New Dataset: Construction of a Unicode-based dataset for pre-19th-century writing systems with ground-truth similarity levels derived from historical typology.

4. Experimental Results

The framework was evaluated on Omniglot and a custom Unicode dataset across five backbone architectures (Simple CNN, Siamese CNN, ResNet-18/34/50) and compared against baselines (SupCon, BYOL, Barlow Twins, DINOv2).

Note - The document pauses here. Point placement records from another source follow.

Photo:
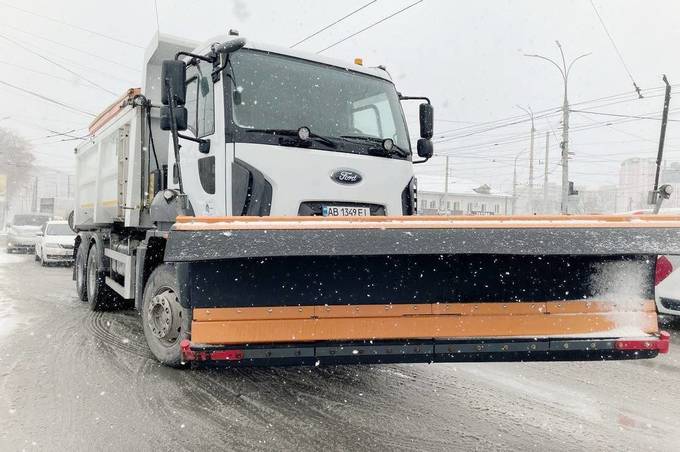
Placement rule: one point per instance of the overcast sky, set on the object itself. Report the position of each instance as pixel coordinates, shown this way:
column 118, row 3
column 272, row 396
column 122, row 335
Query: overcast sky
column 467, row 56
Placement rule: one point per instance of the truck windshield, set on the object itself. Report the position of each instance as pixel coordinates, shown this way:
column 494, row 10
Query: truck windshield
column 29, row 220
column 272, row 91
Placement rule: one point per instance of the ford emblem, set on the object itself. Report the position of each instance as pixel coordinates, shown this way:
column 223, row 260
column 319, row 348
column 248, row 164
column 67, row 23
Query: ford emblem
column 345, row 176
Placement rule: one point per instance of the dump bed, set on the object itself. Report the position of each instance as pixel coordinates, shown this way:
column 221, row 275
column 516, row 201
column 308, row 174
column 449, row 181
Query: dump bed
column 109, row 168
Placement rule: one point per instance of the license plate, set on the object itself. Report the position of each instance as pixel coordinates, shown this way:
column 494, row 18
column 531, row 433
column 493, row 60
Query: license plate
column 345, row 211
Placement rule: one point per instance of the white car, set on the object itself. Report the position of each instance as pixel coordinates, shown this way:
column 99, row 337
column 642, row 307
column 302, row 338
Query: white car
column 23, row 232
column 55, row 243
column 667, row 280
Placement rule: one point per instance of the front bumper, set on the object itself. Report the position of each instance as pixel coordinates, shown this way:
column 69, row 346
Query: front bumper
column 428, row 351
column 668, row 306
column 20, row 243
column 58, row 255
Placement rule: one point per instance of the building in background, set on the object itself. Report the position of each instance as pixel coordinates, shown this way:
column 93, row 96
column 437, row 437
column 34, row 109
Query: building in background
column 549, row 204
column 598, row 200
column 463, row 197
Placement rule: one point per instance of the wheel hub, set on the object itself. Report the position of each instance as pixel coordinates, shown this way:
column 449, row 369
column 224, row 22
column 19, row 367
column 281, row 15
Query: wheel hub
column 164, row 316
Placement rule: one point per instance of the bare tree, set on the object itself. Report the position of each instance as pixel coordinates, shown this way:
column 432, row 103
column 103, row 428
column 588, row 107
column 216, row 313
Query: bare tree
column 16, row 162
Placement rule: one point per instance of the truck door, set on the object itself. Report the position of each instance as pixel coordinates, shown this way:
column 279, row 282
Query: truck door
column 203, row 172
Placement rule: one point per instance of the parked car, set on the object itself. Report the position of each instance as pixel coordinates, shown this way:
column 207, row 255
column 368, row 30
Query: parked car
column 667, row 281
column 55, row 243
column 23, row 232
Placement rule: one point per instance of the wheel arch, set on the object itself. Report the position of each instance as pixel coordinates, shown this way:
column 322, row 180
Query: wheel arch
column 149, row 256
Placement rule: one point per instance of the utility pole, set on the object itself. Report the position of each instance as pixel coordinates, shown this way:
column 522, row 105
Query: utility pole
column 446, row 185
column 545, row 172
column 564, row 71
column 658, row 194
column 514, row 185
column 34, row 197
column 531, row 160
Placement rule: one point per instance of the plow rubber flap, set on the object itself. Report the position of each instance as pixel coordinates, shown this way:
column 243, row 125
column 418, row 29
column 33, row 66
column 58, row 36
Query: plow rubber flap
column 410, row 289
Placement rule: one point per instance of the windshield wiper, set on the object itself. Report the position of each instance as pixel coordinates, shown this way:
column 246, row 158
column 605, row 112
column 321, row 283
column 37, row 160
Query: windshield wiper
column 395, row 149
column 294, row 133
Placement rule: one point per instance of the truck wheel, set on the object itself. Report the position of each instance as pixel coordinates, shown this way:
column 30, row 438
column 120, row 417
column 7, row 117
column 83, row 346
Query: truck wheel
column 81, row 272
column 166, row 322
column 100, row 296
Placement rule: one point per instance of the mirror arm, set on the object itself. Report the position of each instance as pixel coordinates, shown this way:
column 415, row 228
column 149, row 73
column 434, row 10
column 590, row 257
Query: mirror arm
column 208, row 59
column 203, row 145
column 174, row 133
column 426, row 99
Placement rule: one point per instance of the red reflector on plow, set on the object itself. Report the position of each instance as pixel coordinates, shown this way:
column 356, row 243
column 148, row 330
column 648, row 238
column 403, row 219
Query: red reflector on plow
column 208, row 355
column 227, row 355
column 662, row 343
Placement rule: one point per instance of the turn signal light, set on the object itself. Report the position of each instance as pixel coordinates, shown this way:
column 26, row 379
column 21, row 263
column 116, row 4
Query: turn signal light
column 662, row 343
column 663, row 269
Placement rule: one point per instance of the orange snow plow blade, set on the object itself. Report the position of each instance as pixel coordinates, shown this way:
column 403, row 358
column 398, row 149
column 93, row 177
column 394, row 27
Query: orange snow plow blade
column 297, row 290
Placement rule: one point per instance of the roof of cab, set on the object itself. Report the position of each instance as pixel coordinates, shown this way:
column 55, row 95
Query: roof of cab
column 374, row 71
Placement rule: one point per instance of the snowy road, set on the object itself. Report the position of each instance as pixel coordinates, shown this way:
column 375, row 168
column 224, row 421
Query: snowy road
column 71, row 379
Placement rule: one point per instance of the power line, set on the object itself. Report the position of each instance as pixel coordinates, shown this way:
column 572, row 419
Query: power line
column 620, row 116
column 48, row 99
column 611, row 39
column 57, row 64
column 370, row 26
column 47, row 74
column 332, row 24
column 77, row 27
column 67, row 46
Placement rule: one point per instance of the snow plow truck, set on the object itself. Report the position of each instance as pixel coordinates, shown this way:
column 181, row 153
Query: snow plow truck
column 257, row 206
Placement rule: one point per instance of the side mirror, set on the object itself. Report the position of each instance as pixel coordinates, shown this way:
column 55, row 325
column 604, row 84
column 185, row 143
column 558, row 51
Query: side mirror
column 230, row 46
column 425, row 148
column 173, row 76
column 426, row 120
column 181, row 117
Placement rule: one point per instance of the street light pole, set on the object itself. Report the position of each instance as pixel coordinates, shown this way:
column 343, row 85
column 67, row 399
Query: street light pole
column 531, row 159
column 514, row 184
column 564, row 71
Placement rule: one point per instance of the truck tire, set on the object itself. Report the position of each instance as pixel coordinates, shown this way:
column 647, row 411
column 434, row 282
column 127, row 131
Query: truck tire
column 100, row 296
column 81, row 272
column 165, row 321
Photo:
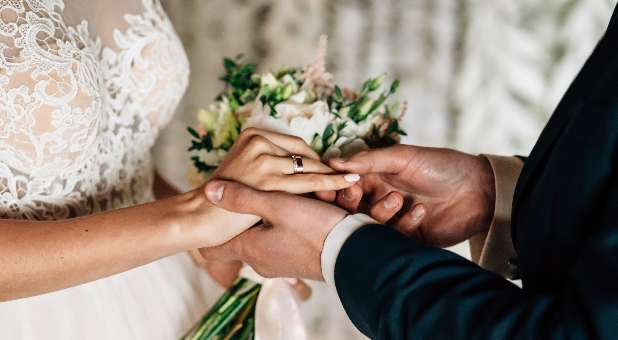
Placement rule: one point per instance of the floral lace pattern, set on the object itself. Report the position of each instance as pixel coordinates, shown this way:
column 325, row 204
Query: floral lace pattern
column 78, row 119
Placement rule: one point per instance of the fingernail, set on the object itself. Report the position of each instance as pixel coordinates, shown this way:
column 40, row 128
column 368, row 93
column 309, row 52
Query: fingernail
column 215, row 193
column 352, row 178
column 391, row 202
column 418, row 214
column 346, row 197
column 291, row 281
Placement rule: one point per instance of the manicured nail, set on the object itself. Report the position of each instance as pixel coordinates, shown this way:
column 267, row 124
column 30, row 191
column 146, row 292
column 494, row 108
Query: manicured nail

Script-Level Ranking (Primary Metric):
- The hybrid approach achieved the best NDCG@10 on three out of five backbones (Simple CNN, ResNet-34, ResNet-50), significantly outperforming purely self-supervised methods.
- On ResNet-50, the hybrid method achieved an NDCG@10 of 0.3178, beating Barlow Twins (0.2997) and BYOL (0.2708).
- This indicates the model successfully organizes the embedding space to reflect historical linguistic relationships.
Glyph-Level Retrieval:
- The method remained competitive or superior on 20-way 1-shot retrieval (Top-1/Top-5 accuracy), particularly on Simple CNN and ResNet-50.
- On mid-sized ResNets (18/34), pure self-supervised methods sometimes achieved higher Top-1 accuracy, but the hybrid method maintained superior script-level coherence (NDCG).
Geometric Analysis:
- Separability Ratio ( $R$ ): The student model reduced the ratio of distance between related scripts (Greek/Latin) vs. unrelated scripts (CJK) by 35% compared to the teacher alone ( $R$ dropped from 0.323 to 0.210).
- t-SNE Visualizations: Confirmed that Stage 2 does not merely compress the space but selectively accentuates historically grounded proximities.
Baselines: Large pre-trained foundation models (DINOv2) performed poorly, highlighting the necessity of domain-adapted training for ancient scripts.

5. Significance

Epistemological Solution: The paper provides a computational solution to a fundamental problem in linguistics and archaeology: how to learn from data where ground truth is contested. It avoids forcing false negatives on historical data.
Bridging Supervision and Discovery: It successfully bridges the gap between supervised contrastive learning (which creates hard boundaries) and unsupervised discovery (which finds soft similarities), allowing for both distinct system separation and the detection of potential historical influences.
Future Applications: The resulting script distances can serve as a foundation for phylogenetic analyses of writing systems, potentially enabling tree- or network-based reconstructions of script lineages on a global scale. The methodology is also applicable to other domains where within-class identity is known but cross-category relations are uncertain.